Principais conclusões
- As torres cársicas que enquadram Phang-nga Bay formaram-se a partir de calcário depositado há 250 milhões de anos e foram depois moldadas em dramáticas falésias verticais.
- As lagoas escondidas chamadas hongs surgem onde os tetos das grutas calcárias colapsaram para o interior, criando bacias isoladas acessíveis apenas por canoa marítima de baixo calado.
- As entradas das grutas marinhas sobem e descem com a maré. A maré cheia abre passagens; a maré baixa pode selá-las temporariamente, determinando quais as grutas que permanecem navegáveis.
- As lanchas não conseguem entrar nos estreitos canais dos hongs nem nas passagens de grutas com teto baixo.

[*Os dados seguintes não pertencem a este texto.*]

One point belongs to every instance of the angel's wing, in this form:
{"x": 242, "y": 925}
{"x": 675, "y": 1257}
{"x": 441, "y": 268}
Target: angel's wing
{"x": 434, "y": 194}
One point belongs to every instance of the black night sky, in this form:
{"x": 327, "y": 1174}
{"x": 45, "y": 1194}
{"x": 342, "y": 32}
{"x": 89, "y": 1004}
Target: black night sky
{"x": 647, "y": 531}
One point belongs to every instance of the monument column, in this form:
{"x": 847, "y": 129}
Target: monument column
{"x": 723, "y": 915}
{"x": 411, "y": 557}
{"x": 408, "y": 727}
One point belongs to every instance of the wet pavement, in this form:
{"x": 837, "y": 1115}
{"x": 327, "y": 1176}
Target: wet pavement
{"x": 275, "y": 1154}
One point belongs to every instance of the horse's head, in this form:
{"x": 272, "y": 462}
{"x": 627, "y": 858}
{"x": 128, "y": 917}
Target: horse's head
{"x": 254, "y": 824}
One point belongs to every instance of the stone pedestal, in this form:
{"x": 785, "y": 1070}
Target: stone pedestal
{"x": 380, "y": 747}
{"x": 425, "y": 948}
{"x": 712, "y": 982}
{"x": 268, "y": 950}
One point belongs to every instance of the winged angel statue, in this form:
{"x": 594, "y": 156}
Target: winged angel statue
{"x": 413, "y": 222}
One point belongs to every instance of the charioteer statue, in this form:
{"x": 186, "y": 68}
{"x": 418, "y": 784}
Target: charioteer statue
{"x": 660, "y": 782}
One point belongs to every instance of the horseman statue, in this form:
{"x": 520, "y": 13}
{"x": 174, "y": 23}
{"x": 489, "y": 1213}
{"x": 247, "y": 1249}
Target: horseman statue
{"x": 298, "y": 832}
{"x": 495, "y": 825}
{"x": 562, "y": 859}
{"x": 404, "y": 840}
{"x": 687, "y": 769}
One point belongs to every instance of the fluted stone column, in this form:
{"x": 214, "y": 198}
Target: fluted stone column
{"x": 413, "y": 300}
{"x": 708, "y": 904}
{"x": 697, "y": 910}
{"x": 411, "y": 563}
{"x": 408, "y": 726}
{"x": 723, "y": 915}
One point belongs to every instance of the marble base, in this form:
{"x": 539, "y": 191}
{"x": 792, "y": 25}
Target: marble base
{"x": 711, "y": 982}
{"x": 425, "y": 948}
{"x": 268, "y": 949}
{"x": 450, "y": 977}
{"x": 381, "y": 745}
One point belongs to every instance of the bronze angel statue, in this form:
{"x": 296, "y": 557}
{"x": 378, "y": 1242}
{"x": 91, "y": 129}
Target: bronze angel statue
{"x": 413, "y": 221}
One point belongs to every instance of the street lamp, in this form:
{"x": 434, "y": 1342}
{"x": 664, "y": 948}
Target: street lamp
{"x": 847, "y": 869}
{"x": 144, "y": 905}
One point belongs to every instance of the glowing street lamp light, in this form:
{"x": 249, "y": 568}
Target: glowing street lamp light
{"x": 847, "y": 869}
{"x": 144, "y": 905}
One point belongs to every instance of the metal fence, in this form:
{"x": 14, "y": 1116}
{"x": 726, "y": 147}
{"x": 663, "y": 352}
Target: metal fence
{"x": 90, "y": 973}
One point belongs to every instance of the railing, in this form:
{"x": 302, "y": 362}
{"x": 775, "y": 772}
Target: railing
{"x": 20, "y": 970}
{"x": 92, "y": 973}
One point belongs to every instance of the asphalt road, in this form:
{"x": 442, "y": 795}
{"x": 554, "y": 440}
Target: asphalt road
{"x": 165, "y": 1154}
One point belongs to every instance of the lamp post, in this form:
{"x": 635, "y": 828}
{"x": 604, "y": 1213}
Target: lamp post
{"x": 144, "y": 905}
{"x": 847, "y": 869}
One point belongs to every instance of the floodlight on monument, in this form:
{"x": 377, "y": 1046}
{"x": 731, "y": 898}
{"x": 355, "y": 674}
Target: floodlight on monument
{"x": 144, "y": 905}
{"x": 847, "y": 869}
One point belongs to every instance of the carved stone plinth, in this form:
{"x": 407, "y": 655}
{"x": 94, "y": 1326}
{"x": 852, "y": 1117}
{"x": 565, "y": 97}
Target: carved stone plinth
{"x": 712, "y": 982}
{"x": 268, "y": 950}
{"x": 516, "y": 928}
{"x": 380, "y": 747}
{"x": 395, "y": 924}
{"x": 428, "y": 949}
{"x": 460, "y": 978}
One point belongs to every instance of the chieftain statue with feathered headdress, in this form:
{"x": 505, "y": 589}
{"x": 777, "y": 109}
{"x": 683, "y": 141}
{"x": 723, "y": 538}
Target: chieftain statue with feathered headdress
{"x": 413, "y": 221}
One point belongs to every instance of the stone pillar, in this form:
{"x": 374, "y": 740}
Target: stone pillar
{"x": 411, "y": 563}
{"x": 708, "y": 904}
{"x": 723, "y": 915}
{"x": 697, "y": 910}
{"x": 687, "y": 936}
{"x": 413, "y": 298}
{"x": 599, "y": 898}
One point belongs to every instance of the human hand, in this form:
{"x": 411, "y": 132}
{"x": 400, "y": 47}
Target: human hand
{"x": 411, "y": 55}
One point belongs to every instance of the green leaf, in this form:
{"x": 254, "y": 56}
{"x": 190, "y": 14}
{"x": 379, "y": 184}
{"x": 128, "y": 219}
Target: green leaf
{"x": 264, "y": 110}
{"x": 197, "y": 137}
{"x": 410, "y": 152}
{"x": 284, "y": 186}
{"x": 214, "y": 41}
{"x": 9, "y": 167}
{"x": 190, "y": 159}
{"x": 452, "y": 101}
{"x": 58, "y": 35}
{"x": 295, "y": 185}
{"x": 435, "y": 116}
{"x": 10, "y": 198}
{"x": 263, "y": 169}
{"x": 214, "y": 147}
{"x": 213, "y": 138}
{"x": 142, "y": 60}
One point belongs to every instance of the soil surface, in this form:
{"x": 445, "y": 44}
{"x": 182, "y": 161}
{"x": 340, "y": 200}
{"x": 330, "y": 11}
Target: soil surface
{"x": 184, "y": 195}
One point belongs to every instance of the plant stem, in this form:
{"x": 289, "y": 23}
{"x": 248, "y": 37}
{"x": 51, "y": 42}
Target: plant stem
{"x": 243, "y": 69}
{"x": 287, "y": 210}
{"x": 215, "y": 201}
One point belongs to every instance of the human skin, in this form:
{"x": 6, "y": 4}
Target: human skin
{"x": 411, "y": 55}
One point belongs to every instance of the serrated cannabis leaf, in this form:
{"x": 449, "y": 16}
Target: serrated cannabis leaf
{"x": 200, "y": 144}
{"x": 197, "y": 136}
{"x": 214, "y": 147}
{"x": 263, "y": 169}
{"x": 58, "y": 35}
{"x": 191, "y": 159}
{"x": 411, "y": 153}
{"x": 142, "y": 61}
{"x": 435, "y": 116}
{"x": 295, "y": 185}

As canoas marítimas navegam em águas pouco profundas e por aberturas geológicas apertadas onde as embarcações maiores não conseguem passar.

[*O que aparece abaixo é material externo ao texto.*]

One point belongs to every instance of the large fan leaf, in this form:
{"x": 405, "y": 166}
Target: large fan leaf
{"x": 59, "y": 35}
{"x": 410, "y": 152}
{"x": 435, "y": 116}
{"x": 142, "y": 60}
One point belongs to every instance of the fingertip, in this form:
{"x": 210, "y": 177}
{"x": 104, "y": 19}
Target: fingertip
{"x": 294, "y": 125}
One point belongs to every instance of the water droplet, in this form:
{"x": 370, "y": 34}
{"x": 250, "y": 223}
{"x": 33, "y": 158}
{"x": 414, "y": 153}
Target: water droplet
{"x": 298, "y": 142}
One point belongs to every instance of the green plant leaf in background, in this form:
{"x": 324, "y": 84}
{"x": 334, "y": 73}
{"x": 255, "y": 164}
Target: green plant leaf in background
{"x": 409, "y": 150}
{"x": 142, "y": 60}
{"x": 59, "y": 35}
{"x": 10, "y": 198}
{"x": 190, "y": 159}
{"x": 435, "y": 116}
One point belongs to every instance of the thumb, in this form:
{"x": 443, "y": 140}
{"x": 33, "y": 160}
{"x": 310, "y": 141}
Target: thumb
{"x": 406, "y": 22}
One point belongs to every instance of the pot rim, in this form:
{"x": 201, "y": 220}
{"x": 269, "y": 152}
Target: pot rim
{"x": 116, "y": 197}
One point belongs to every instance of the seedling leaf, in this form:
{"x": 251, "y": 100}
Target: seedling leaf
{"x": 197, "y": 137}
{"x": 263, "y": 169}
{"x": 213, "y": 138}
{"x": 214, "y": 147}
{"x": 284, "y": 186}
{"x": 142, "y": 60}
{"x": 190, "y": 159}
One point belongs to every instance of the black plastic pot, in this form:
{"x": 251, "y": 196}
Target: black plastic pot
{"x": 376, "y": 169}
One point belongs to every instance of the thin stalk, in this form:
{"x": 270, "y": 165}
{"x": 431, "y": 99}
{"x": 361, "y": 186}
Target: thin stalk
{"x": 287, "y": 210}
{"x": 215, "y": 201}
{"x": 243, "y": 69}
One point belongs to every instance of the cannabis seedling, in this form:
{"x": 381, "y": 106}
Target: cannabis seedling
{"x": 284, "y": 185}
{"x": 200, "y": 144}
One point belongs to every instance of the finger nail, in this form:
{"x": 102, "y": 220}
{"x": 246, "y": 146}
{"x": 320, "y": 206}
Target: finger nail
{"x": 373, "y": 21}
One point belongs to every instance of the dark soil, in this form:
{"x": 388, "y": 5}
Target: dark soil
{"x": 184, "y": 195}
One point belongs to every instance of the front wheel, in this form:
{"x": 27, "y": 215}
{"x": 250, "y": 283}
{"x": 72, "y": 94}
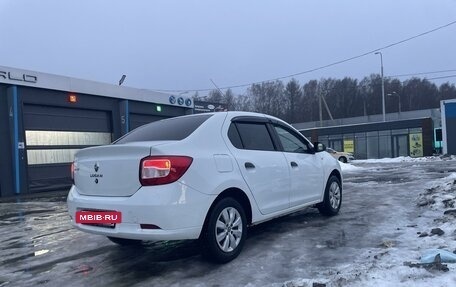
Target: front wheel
{"x": 226, "y": 230}
{"x": 332, "y": 199}
{"x": 343, "y": 159}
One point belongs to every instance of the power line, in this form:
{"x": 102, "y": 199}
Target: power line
{"x": 444, "y": 77}
{"x": 321, "y": 67}
{"x": 421, "y": 73}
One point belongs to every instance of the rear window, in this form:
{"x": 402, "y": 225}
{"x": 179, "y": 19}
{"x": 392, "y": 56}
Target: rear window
{"x": 169, "y": 129}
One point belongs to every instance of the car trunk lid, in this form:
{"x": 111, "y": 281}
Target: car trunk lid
{"x": 111, "y": 170}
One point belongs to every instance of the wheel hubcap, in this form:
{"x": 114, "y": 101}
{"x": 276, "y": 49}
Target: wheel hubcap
{"x": 228, "y": 229}
{"x": 334, "y": 195}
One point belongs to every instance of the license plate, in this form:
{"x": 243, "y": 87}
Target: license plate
{"x": 98, "y": 217}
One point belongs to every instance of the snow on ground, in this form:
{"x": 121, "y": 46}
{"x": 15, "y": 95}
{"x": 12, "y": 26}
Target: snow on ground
{"x": 398, "y": 264}
{"x": 347, "y": 167}
{"x": 398, "y": 159}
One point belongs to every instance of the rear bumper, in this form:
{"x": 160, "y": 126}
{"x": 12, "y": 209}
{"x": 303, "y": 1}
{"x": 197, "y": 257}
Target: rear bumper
{"x": 177, "y": 209}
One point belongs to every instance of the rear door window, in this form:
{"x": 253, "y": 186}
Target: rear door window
{"x": 253, "y": 136}
{"x": 291, "y": 142}
{"x": 169, "y": 129}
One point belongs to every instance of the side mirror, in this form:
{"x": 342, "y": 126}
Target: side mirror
{"x": 318, "y": 147}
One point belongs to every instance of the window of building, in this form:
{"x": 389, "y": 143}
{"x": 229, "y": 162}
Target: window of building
{"x": 52, "y": 147}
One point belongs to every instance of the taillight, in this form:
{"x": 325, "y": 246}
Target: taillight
{"x": 72, "y": 171}
{"x": 156, "y": 170}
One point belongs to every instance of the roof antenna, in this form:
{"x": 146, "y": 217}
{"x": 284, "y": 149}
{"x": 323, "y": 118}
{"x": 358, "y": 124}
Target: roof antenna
{"x": 223, "y": 94}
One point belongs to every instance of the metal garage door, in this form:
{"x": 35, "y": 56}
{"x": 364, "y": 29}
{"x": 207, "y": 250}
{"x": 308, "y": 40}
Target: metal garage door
{"x": 52, "y": 137}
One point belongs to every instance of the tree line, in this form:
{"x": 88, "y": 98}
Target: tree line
{"x": 345, "y": 97}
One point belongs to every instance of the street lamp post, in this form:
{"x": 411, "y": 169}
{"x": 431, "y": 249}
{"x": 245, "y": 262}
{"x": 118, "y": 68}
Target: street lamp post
{"x": 398, "y": 98}
{"x": 383, "y": 85}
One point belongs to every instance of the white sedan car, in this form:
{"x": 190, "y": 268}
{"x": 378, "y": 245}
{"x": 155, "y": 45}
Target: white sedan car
{"x": 205, "y": 176}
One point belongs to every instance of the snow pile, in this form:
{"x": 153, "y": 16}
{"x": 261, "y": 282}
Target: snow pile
{"x": 346, "y": 167}
{"x": 440, "y": 194}
{"x": 399, "y": 265}
{"x": 400, "y": 159}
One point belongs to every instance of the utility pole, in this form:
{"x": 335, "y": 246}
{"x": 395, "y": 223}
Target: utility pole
{"x": 383, "y": 85}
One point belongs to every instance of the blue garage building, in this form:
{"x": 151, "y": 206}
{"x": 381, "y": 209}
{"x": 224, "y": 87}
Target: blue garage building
{"x": 45, "y": 119}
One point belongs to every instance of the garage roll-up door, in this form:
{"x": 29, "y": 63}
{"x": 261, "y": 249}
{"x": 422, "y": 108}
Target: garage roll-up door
{"x": 53, "y": 135}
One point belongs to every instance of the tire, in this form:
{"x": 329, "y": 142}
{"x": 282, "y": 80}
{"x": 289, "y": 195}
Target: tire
{"x": 332, "y": 199}
{"x": 124, "y": 242}
{"x": 343, "y": 159}
{"x": 225, "y": 232}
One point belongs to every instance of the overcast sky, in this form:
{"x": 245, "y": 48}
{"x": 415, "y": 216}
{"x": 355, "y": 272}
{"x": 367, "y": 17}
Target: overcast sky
{"x": 181, "y": 45}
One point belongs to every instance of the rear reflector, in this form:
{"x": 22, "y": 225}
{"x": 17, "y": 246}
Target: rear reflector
{"x": 156, "y": 170}
{"x": 149, "y": 226}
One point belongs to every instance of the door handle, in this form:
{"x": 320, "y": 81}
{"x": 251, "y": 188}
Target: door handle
{"x": 249, "y": 165}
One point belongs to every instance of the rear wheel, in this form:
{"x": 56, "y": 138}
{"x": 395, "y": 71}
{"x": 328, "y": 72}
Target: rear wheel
{"x": 124, "y": 242}
{"x": 226, "y": 230}
{"x": 332, "y": 199}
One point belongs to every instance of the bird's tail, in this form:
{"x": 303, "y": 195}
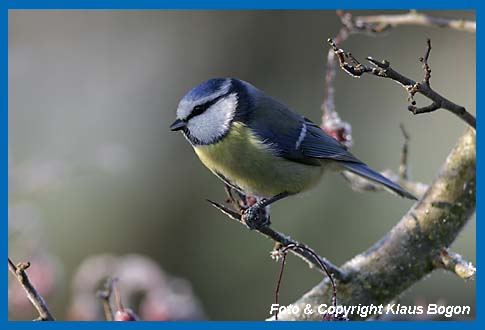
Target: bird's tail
{"x": 363, "y": 170}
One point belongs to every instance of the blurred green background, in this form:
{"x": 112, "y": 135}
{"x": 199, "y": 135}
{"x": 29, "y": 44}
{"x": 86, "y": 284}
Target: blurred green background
{"x": 93, "y": 164}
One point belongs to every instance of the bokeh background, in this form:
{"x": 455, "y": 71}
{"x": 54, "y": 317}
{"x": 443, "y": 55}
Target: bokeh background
{"x": 94, "y": 171}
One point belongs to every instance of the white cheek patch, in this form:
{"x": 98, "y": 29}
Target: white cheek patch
{"x": 185, "y": 107}
{"x": 215, "y": 121}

- A escuridão nas grutas de Panak Island sustenta criaturas especializadas, adaptadas à sombra permanente e à interação entre zonas de água salgada e água doce.
Calcário nascido há 250 million years
As torres e falésias que rodeiam Phang-nga Bay começaram a formar-se durante o período Permiano, um quarto de mil milhões de anos antes de os humanos caminharem sobre a Terra. O que vê hoje começou por ser um vasto sistema de recifes de coral, construído camada a camada por inúmeros organismos marinhos num mar quente e pouco profundo. Ao longo de milhões de anos, os restos destas criaturas - conchas, esqueletos e sedimentos - compactaram-se em calcário sólido, criando a base de toda a baía.
Esta pedra antiga é extraordinariamente pura e densa. Ao contrário das rochas mais macias, que sofrem erosão de forma uniforme, o calcário reage à água e aos químicos de formas complexas. A água da chuva, ligeiramente ácida devido ao dióxido de carbono presente no ar, infiltra-se nas fissuras e dissolve lentamente a pedra a partir do interior. Esta erosão seletiva criou a paisagem dramática que explora de canoa marítima: algumas secções endureceram, formando torres impenetráveis, enquanto outras foram escavadas, dando origem a cavernas e lagoas escondidas. O processo nunca parou. Ainda hoje, reações químicas invisíveis estão a remodelar a baía.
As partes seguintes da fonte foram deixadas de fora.